FIGURE 3. — **Differential effects of ER stress agents on cytosolic [Ca²⁺] and TF PCA in T24/83 cells.** A, detection of UPR markers in T24/83 cells following treatment with tunicamcyn (Tm) or thapsigargin (Tg). T24/83 cells in 6-well plates were treated with ER stress-inducers tunicamycin (2.5 μg/ml) or thapsigargin (300 nm) for 24 h. Total protein lysates solubilized in SDS-PAGE sample buffer were separated in 10% SDS-PAGE gels, transferred to nitrocellulose membranes, and immunoblotted for phospho-eIF2α (*p-eIF2*α) and GRP78. Membranes were stripped and reprobed with β-actin as a loading control. Results shown are representative of three independent experiments. B, quantitative RT-PCR analysis of CHOP and spliced XBP-1 mRNA in T24/83 cells treated with thapsigargin or tunicamycin for 2, 4, and 8 h. Total RNA was isolated, reverse transcribed to single-stranded cDNA, and analyzed by quantitative RT-PCR using primers specific for human CHOP or spliced XBP1. Results are expressed as -fold induction of target gene mRNA levels *versus* β-actin. *, p < 0.05 *versus* non-treated (NT) cells. C, effect of thapsigargin or tunicamycin on cytosolic [Ca²⁺] in T24/83 cells. Calcium fluorometry of T24/83 cells treated with thapsigargin (1 μm), tunicamycin (5 μg/ml), ionomycin (10 μm), or drug vehicle (1× PBS), was determined utilizing the ratiometric calcium-sensitive dye Fura-2 AM. Ratiometric measurements were made for 30 min after agonist stimulation. D, TF PCA in T24/83 cells following treatment with increasing concentrations of thapsigargin or tunicamycin. *, p < 0.01 *versus* non-treated cells (NT). E, TF PCA in T24/83 cells following treatment with 5 μm thapsigargin (positive control). T24/83 cells were pre-treated for 30 min in the absence or presence of increasing doses of BAPTA. *, p < 0.05 *versus* non-treated cells (NT). ^±, p < 0.05 *versus* Tg-treated cells.

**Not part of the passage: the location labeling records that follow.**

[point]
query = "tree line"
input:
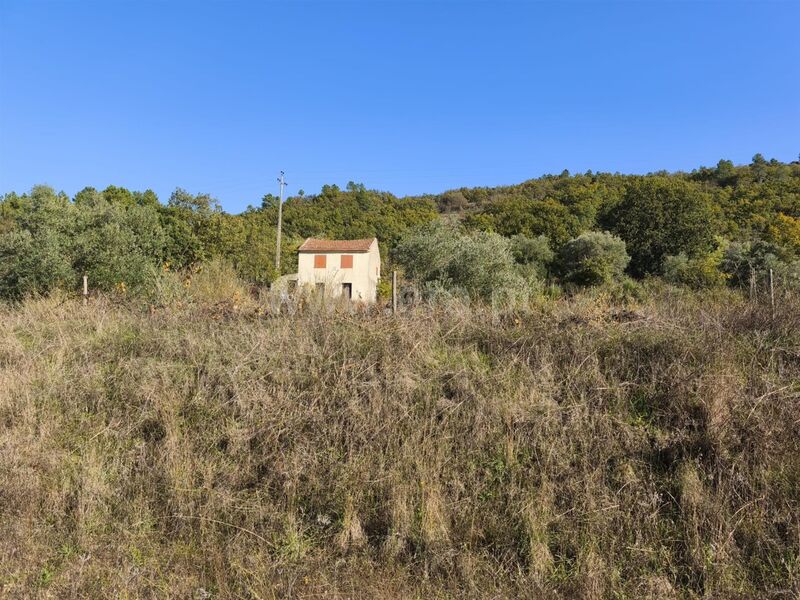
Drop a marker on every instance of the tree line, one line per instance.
(713, 226)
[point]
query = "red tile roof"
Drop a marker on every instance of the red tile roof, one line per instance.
(315, 245)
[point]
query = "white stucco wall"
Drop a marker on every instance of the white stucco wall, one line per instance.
(363, 276)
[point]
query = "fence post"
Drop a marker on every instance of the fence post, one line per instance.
(772, 293)
(394, 292)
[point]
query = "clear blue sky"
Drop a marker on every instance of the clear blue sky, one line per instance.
(408, 97)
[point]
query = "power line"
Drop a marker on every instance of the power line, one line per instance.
(282, 183)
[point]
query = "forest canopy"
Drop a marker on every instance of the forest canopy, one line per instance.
(713, 225)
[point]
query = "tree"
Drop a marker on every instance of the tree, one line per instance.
(478, 263)
(593, 258)
(532, 253)
(661, 216)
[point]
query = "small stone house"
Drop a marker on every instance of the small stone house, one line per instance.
(349, 268)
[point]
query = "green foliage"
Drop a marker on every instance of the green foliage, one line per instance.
(528, 216)
(118, 244)
(478, 263)
(667, 221)
(32, 264)
(698, 272)
(534, 253)
(662, 216)
(593, 258)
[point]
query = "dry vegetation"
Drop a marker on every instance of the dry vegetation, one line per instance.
(584, 448)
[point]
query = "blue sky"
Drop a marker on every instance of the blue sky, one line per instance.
(408, 97)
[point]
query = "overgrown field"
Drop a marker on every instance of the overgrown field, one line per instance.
(581, 448)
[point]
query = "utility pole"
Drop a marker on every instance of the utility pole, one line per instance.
(282, 182)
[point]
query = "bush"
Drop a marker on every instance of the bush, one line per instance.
(698, 273)
(32, 264)
(443, 257)
(661, 216)
(593, 258)
(534, 253)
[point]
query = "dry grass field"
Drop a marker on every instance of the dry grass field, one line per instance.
(583, 448)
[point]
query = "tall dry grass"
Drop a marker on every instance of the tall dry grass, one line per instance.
(583, 448)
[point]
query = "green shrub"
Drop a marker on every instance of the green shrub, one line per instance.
(697, 272)
(534, 253)
(593, 258)
(445, 258)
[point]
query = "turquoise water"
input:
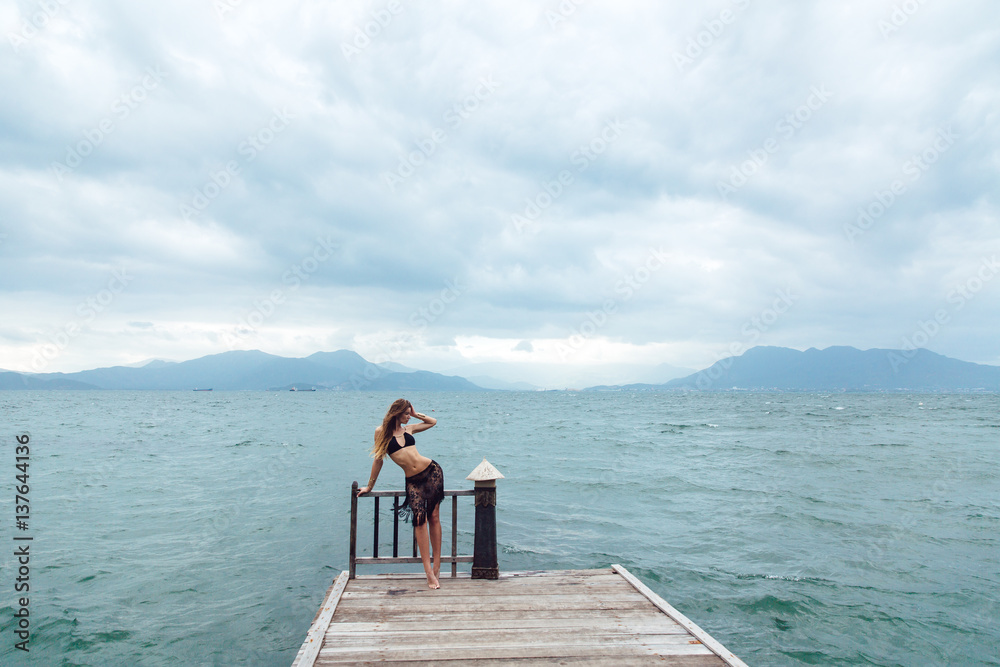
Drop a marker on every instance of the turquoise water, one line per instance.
(184, 528)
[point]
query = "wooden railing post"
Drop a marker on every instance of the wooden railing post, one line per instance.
(484, 554)
(354, 528)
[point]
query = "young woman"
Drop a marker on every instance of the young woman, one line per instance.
(424, 479)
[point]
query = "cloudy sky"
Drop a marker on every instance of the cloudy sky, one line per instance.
(440, 184)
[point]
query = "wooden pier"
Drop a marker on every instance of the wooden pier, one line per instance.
(569, 617)
(599, 617)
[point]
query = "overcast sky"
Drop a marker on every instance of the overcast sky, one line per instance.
(446, 183)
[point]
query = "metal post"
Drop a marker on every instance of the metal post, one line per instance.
(354, 528)
(484, 555)
(395, 526)
(375, 543)
(454, 535)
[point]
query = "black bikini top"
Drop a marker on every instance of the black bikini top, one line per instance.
(394, 444)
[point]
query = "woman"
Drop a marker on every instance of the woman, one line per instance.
(424, 479)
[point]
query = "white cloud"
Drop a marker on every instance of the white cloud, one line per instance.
(557, 86)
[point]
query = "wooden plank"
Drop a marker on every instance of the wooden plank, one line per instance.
(521, 603)
(417, 615)
(376, 581)
(448, 637)
(485, 586)
(317, 631)
(725, 654)
(552, 651)
(577, 661)
(442, 596)
(661, 623)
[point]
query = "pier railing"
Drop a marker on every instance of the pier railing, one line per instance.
(375, 559)
(484, 556)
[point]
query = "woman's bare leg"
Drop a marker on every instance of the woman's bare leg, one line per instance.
(422, 544)
(434, 526)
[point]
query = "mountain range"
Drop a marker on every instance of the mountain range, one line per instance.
(838, 368)
(758, 369)
(246, 369)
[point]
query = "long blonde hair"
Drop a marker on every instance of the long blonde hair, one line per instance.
(398, 408)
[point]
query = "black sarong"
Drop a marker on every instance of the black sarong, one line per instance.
(424, 492)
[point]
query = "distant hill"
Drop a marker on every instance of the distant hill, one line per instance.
(245, 369)
(835, 369)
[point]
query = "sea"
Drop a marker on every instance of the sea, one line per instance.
(203, 528)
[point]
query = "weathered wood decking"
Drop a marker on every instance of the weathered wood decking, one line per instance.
(569, 617)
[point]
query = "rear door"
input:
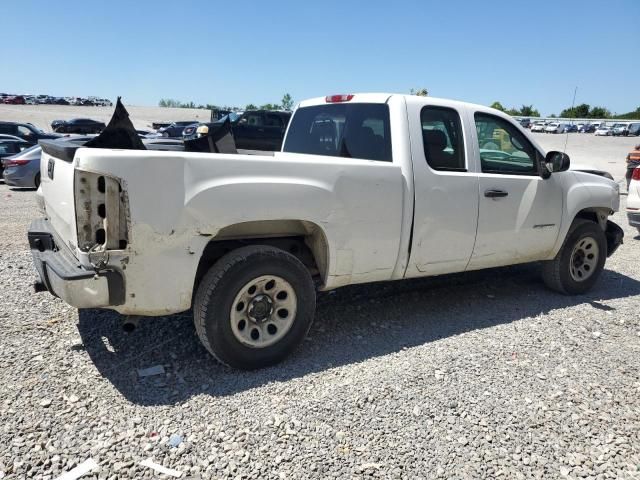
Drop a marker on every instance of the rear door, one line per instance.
(519, 212)
(274, 131)
(446, 190)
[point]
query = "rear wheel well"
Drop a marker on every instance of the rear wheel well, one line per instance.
(303, 240)
(597, 215)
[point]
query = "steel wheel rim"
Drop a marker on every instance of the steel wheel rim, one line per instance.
(584, 259)
(263, 311)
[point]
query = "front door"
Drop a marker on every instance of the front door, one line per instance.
(519, 213)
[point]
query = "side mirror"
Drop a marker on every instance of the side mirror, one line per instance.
(557, 161)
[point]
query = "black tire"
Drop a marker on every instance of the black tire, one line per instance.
(557, 273)
(222, 283)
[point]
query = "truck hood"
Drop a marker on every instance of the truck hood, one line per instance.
(580, 167)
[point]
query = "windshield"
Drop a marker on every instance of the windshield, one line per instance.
(233, 117)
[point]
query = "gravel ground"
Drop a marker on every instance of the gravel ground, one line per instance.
(485, 375)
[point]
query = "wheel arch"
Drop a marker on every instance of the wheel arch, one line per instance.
(597, 215)
(304, 239)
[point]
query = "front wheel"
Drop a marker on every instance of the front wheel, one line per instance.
(254, 307)
(579, 262)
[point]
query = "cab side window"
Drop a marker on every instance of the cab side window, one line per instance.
(254, 119)
(442, 139)
(272, 120)
(504, 148)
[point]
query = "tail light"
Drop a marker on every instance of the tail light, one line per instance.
(338, 98)
(14, 163)
(101, 213)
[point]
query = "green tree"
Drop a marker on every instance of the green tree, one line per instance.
(579, 111)
(287, 102)
(498, 106)
(599, 112)
(421, 92)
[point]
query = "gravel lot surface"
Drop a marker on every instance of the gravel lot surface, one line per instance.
(485, 375)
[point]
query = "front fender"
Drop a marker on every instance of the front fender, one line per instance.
(585, 192)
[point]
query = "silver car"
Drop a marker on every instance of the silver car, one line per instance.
(23, 169)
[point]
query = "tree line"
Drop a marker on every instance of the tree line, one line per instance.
(584, 110)
(285, 104)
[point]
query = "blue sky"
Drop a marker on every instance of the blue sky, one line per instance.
(239, 52)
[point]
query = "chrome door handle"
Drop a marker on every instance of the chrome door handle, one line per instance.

Anti-GRP78 Autoantibodies Increase Cytosolic [Ca²⁺] and Induce TF PCA

Previous studies have reported that anti-GRP78 autoantibodies from prostate cancer patients bind to cell surface GRP78 on several human prostate cancer cell lines and cause the release of Ca²⁺ from ER stores (26). Consistent with these findings, anti-GRP78 autoantibodies were able to dose-dependently increase cytosolic [Ca²⁺] over a human IgG control in T24/83 cells (Fig. 4A). Importantly, autoantibody concentrations of 60 μg/ml caused a >6-fold increase in cytosolic [Ca²⁺], intracellular levels that are necessary to up-regulate TF PCA (15). To elucidate the effect of anti-GRP78 autoantibodies on TF PCA, cells were treated with increasing concentrations of the anti-GRP78 autoantibody: 7 μg/ml, which corresponds to the maximum levels observed in the healthy population, and 30–60 μg/ml, which corresponds to the levels observed in prostate cancer patients (Fig. 4B) (26). Our results demonstrated that treatment of cells with 7 μg/ml of the anti-GRP78 autoantibodies had no effect on TF PCA. However, 60 μg/ml of the autoantibody caused a significant increase in TF PCA similar to that observed with thapsigargin (Fig. 4B). A similar enhancement in TF PCA was observed with 30 μg/ml of the autoantibody. This effect on TF PCA was abolished by preincubation with an anti-TF inhibitory antibody, implying that this effect was mediated exclusively by TF. In contrast, the nonspecific anti-GFP antibody had no significant effect on TF PCA induced by the autoantibodies. To further confirm the role of cell surface GRP78 in TF PCA following treatment with the anti-GRP78 autoantibodies, we utilized the prostate cancer cell line (PC-3) that expresses TF (31) but low levels of cell surface GRP78 (Fig. 4C) (26). Both T24/83 and PC-3 cells were treated with thapsigargin or anti-GRP78 autoantibodies, and TF PCA was measured (Fig. 4D). Thapsigargin treatment elicited a significant up-regulation of TF PCA for both cell lines. In contrast, autoantibody treatment up-regulated TF PCA in the T24/83 but not PC-3 cells, suggesting that cell surface GRP78 is necessary for autoantibody-mediated TF PCA.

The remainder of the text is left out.